Philippe Henry

Vice-premier ministre Écolo, en charge du Climat, de l'Énergie, de la Mobilité et des Infrastructures
10/12/19

En 1994, à 23 ans, Philippe Henry apparaît comme leader de la contestation étudiante contre le décret "hautes écoles". Président de la Fédération des étudiants francophones, il décroche un diplôme d'ingénieur et un master en management. Il rejoint Écolo en 1997 et devient député régional deux ans plus tard. En 2009, il est ministre de l'Environnement, de l'Aménagement du territoire et de la Mobilité dans le gouvernement Demotte, avec le PS et le CDH. En 2014, il redevient député. Non réélu en 2019, le Liégeois est choisi par les militants pour être le numéro un des Verts au gouvernement wallon.

Nous pouvons relever le défi
d'une économie saine et durable

Réduire les émissions de CO2 et la consommation de matières premières, densifier le tissu de PME pour créer des emplois et des richesses à partager : voilà l'ambition du gouvernement wallon. Possible ? Le vice-premier ministre Écolo y croit…

Thierry Evens

En 2024, la tarification de l'électricité sera intelligente
  • - Vous êtes ministre régional du Climat. Votre champ d'action est limité. Comment ne pas décevoir ?

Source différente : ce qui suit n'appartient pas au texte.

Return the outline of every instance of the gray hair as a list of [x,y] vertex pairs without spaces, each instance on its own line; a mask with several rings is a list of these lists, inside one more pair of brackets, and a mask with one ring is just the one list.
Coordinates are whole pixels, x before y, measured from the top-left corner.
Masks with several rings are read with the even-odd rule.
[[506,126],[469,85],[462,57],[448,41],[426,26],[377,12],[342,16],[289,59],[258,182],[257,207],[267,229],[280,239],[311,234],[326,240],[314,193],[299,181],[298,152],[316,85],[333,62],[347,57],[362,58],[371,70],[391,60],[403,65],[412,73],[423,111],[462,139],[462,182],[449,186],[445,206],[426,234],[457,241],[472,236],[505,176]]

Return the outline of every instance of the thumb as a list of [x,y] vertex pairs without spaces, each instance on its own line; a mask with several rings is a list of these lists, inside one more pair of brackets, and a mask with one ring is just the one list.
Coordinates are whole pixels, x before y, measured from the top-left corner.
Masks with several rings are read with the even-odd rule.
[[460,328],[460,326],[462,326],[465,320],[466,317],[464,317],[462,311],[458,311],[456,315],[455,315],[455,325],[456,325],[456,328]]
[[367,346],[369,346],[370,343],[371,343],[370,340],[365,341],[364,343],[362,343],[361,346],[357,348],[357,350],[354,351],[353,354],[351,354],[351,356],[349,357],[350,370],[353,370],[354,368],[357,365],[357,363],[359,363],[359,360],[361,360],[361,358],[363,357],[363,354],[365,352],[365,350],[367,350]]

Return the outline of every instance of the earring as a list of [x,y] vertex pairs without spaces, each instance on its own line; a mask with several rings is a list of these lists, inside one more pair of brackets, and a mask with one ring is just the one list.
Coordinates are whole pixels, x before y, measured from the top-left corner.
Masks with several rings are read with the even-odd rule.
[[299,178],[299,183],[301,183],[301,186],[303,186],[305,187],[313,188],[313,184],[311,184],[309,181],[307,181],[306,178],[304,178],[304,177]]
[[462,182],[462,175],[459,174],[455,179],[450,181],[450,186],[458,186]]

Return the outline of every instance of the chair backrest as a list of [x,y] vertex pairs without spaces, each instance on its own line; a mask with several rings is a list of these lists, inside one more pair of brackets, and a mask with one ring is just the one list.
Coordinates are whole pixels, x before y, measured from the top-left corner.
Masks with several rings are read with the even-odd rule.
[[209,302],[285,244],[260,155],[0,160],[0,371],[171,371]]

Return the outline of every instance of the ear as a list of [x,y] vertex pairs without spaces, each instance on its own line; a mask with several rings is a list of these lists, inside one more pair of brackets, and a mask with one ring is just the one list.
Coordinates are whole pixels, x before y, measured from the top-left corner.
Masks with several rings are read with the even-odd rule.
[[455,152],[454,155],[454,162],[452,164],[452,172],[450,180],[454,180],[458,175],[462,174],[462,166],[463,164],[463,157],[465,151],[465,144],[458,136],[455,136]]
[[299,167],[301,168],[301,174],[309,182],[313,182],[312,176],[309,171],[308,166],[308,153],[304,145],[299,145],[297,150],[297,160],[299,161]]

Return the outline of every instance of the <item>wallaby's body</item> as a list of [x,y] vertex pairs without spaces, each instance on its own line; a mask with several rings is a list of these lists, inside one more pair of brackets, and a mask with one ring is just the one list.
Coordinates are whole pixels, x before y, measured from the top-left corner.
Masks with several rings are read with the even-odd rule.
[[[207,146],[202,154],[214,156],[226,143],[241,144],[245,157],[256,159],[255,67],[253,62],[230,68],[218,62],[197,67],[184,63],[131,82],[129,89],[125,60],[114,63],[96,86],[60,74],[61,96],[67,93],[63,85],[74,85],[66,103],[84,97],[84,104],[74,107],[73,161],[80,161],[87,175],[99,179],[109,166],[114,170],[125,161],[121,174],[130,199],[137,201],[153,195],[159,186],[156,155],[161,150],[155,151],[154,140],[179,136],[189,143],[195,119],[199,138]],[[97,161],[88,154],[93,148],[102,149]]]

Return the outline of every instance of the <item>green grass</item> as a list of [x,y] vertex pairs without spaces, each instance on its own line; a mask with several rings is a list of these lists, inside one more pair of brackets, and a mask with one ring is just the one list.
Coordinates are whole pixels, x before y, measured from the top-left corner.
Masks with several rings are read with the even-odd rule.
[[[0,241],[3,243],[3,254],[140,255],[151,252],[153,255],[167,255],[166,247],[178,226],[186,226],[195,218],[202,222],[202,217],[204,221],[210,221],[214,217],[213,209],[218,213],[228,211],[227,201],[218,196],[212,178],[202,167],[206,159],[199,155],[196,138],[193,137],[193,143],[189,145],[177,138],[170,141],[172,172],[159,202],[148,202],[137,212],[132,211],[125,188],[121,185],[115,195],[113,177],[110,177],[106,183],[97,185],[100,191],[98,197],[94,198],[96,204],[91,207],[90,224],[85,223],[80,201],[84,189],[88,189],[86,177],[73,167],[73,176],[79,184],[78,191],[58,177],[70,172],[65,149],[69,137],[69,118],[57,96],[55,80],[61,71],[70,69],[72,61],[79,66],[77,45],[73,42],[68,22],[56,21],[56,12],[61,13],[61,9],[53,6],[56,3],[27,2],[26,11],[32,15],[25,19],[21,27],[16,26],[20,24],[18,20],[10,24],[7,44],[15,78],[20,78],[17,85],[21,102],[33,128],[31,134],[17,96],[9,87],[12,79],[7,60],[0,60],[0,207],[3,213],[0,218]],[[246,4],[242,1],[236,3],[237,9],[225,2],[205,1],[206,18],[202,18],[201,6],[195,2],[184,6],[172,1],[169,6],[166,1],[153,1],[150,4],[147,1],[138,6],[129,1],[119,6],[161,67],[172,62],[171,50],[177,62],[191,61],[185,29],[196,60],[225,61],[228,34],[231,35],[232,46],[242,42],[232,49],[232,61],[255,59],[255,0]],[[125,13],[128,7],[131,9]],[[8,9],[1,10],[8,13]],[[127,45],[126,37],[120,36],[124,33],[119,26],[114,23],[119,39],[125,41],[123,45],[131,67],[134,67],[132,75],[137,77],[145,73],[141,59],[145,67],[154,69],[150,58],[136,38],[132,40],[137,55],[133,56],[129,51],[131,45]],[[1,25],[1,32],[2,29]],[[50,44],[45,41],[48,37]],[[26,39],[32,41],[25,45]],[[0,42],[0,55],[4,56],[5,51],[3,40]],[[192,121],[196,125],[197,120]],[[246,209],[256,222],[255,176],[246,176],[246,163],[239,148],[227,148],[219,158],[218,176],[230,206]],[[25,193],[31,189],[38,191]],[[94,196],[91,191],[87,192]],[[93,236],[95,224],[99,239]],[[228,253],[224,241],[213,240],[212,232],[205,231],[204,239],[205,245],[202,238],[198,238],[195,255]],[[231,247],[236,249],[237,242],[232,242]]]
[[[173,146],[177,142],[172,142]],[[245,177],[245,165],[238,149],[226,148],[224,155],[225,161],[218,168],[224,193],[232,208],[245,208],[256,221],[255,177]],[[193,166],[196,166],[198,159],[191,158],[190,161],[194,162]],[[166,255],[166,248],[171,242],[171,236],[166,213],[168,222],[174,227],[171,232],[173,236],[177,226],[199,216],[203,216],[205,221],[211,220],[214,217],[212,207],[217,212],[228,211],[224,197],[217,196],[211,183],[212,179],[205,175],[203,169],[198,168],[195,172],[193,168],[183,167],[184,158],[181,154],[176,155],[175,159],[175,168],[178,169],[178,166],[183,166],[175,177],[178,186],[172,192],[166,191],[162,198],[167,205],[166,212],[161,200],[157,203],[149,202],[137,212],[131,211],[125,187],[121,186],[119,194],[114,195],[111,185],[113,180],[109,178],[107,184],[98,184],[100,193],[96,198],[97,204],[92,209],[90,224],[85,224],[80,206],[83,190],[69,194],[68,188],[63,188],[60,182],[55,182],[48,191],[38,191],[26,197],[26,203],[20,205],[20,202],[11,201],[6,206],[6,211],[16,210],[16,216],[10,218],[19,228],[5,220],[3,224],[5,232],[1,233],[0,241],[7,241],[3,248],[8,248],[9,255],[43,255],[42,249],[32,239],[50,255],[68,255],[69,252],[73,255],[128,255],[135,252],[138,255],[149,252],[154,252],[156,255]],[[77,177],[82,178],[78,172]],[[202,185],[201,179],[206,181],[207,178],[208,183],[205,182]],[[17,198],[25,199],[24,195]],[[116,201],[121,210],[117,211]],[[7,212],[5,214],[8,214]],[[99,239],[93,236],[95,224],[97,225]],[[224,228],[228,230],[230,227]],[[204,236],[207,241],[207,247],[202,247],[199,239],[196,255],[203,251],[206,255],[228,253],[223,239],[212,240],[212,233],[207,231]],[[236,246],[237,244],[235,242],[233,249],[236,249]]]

    - Chacun doit prendre ses responsabilités, dans l'espace qui est le sien et le temps qui lui est donné. Le gouvernement wallon s'inscrit dans la logique de l'accord de Paris, qui veut limiter à 2 degrés maximum, 1,5 degré si possible, le réchauffement. Cela se traduit à notre échelle par une réduction des émissions de gaz à effet de serre de 55 % en 2030 par rapport à 1990. Nous sommes presque à 36 %. Le chemin restant sera difficile. Je considère que nous avons une obligation de résultat. Je veux des résultats chiffrés sous cette législature, d'ici 2024.

  • - L'isolation des bâtiments est déplorable. C'est un chantier prioritaire ?

    - Exact. Nous allons investir dans les bâtiments publics. Pour le privé, nous travaillons à une très grosse alliance emploi-environnement pour améliorer la performance énergétique. Cent millions d'euros sont déjà prévus. Nous allons développer une nouvelle approche : la rénovation par quartiers ou par lotissements, comme en Allemagne ou en Autriche. Un opérateur vient vers un ensemble de propriétaires avec un contrat clé sur porte. Grouper l'offre permet d'être moins cher et plus efficace, de proposer du chauffage urbain, des panneaux photovoltaïques communs…

  • - Ce sera du travail pour les PME et les indépendants wallons ? Ou pour des multinationales et des ouvriers égyptiens ?

    - Nous serons attentifs. Le gouvernement s'engage à former les jeunes dans les métiers en pénurie, à mobiliser les entreprises pour que les emplois restent en Wallonie. Dans le respect de la législation européenne, nous allons concevoir les marchés et les appels d'offres de façon à ouvrir la porte aux forces de travail locales.

    Encourager, pas punir

  • - Revoir la mobilité est une autre priorité ?

    - Tout à fait. Le transport représente 25 % de nos émissions de gaz à effet de serre et l'évolution est mauvaise. Les véhicules consomment de moins en moins mais ils sont de plus en plus nombreux. Nous misons sur l'offre alternative. Nous allons renforcer les transports en commun, créer des infrastructures pour les bus et pour faciliter l'intermodalité. Nous allons aussi encourager l'usage du vélo. La Région n'est nulle part en la matière ! Nous ferons un inventaire pour déterminer les investissements prioritaires.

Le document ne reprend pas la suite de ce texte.